Duplicate Content

September 29th, 2008 by Carl | Filed under Basic SEO, Duplicate content, SEO tips, URLs.

Introduction

SEO specialists often quote the mantra, “Content is King” and there is nothing better to a search engine than lots of original content. However, writing original content is time consuming and therefore costly. Some less scrupulous web masters copy or plagiarise content from other websites and will publish it as their own. Search engines have ways and means of telling whether the content is original and will rank accordingly.

Even if you are not stealing information, there are many other ways in which your website can fall foul of the duplicate content but there is no reason to be paranoid about it.
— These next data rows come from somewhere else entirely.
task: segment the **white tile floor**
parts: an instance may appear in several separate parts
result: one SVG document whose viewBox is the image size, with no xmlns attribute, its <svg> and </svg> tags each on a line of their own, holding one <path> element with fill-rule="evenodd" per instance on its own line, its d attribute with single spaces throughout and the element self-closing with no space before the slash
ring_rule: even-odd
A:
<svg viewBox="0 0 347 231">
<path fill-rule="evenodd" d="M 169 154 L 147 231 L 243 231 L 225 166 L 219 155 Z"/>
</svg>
You can do something about it if you know how it can arise.

How Duplicate Content Arises

There are many ways in which duplicate content can arise and it doesn’t necessarily mean that you have done anything wrong. Duplication can occur when pages on your web site have a substantial amount of the same content on each page. For example, if your pages are generated by a database, the pages will be created by putting together sections for the navigation, header and footer and so on. If there is little else on the page then then search engines may consider it to be too similar to other pages to give it any weight.

Another way in which content duplication can arise is through using the manufacturer’s product descriptions or copy from promotional literature.Unless you manufacture a unique product and sell it direct, the chances are that the things you sell, review or otherwise give information about are probably available on competitor websites and they have the same information as you do.

Where possible, it is better to write your own content to give your site the edge. This is especially true of e-commerce sites with many products descriptions are taken straight from the manufacturers information. Even if you have to include specifications, some explanatory text or a review will help differentiate it from other sites and give your visitors more information.

Same Content Different URL

With the advent of e-commerce systems and blogging platforms, the scope for duplicate content arises from the many ways these systems can access information from a database, allowing visitors to see articles or pages sorted by date written, keywords or subject areas and so on.These functions are usually controlled via parameters contained within the URL.

Therefore, you will probably have cases where different URLs can end up at the same page and you get duplicate content. Solutions will depend on the system but will involve specifying that links that create duplicate content should not be indexed either through robots.txt or via scripting language such as PHP.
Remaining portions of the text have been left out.